After some weeks of courting, Davy won the girl’s heart, but when he went to ask for his bride, the old lady ordered him out of the house. With the girl’s consent and the tacit permission of her father, the young man secured the services of a justice to marry him on the following Thursday, and made arrangements to have his wife received at the tavern kept by his own father. In Ellis’s story of Crockett’s life, he quotes the following from the records of Weakley County, Tennessee:
Davy Crockett, with Thomas Doggett, security, binds himself in a bond of twelve hundred and fifty dollars, to Gov. John Sevier, Aug. 1, 1806, to marry Polly Finlay.
No record of this kind really exists, as Weakley County was not organized until 1823.
We do not know what the wedding fee was in those days, but it was probably in the shape of worldly goods of small value. As all sorts of pelts were used for currency, we may imagine Davy paying the justice in coon-skins or muskrat hides.
To obtain a horse, Davy had agreed to work six months, board and lodging free. By giving up his rifle, he came into possession of the animal before the time was up, and when he went to the Finlay cabin, he was able to tell the young woman that he would come for her on the day set, with a horse, saddle, and bridle. When the day came—a Thursday—Davy went to the Finlays’, accompanied by two brothers and a sister, a brother’s wife, and some others, and found a number of neighbors there waiting for the wedding.
Mrs. Finlay was up in arms, but Davy rode up to the door, and asked the girl, if she was ready, to “light on the horse he was leading.” He was displaying his usual determination, which ended in winning the day. After the bride had taken her seat on the led horse, and the party was about to leave, a parley was brought about by the girl’s father; the old lady melted at the thought of her girl being married away from home, and the wedding took place without further opposition.

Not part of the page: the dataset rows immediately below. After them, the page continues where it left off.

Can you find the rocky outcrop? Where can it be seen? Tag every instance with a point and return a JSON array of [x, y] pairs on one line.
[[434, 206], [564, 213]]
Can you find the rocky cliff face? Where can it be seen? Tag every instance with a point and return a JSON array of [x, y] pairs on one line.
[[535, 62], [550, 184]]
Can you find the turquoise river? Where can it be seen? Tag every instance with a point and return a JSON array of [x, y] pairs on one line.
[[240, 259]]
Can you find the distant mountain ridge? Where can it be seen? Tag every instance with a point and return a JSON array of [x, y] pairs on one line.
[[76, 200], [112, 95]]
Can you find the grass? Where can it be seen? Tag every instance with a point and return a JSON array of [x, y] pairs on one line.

What ceremonies the outsiders observed, Davy never related. He says that they were treated as well as could be expected. They were not subjects for a charivari, but it is likely that the free use of gunpowder, liquor, and vocalized mountain air must have made the night one to be forever remembered by the two young people who were made man and wife.

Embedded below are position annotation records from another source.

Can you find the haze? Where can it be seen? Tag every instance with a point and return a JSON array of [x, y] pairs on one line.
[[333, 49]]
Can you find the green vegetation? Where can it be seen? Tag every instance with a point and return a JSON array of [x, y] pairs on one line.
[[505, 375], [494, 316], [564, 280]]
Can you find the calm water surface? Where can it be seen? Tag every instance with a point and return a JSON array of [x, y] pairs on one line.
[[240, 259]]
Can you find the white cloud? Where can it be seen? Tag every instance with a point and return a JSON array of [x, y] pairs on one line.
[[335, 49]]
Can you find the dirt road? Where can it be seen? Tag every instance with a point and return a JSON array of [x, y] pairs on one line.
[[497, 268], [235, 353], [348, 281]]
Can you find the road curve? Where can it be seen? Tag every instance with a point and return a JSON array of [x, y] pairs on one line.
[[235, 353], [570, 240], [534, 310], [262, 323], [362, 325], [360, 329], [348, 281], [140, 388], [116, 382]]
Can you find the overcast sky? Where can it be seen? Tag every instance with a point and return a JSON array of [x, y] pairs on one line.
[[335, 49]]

The next day Davy and his bride went to the Crockett tavern for a visit. The young wife’s going-away dress was a dark blue homespun, and at her throat was a scarlet kerchief that had been brought from Baltimore by her mother. She is said to have been a very pretty girl, with warm gray eyes and a tender smile. The girl’s parents gave them their blessing, together with two cows and two calves, and when the kind old Quaker, John Kennedy, had arranged for a credit of fifteen dollars at the store, they were able to get what they most needed for the cabin they had rented in the vicinity of John Crockett’s inn. Polly was skilled in the use of the loom, and for some years they managed to make a living on the rented land. The homestead system was not then in practice, and the settler was called a squatter, and seldom had any other tenure than the pleasure of the land-owner.
About the time Davy and his wife were making their new home pleasant, Lewis and Clark were returning to Washington from their expedition to the Pacific coast; Napoleon was forming his Confederacy of the Rhine, and becoming the terror of all Europe; and the alleged conspiracy of Aaron Burr was discovered and frustrated, though Burr still had the support of Henry Clay, who claimed him to be innocent. Two months after Davy’s wedding, Napoleon made his triumphant entry into Berlin, and was at the summit of his career. The insolence of English naval officers in disregarding the rights of American seamen found fruit in the War of 1812. Yet the most dramatic events of modern times scarcely drew the attention of the people of the western slope of the mountains. Only when some painted prophet from the tribes of the north or those with whom the French or the Spanish intrigued, went through the border-lands, leaving a trail of unrest and superstitious passion behind him, did the pioneers think of war. The Creeks and the Chickasaws had been peaceful for many years, but among the former tribe and its confederates a faction of the dissatisfied was slowly gaining ground. So little fear of the Indians prevailed that Davy Crockett did not hesitate to move from Jefferson County, to the region about fifty miles west of Lookout Mountain, near the Elk River, where there were all kinds of game, though bears were not as numerous as in the northwestern part of Tennessee. When Davy moved to this new home in Lincoln County, in 1809, he had two boys, both under two years of age. His wife’s father, with his own horse, helped the family in moving.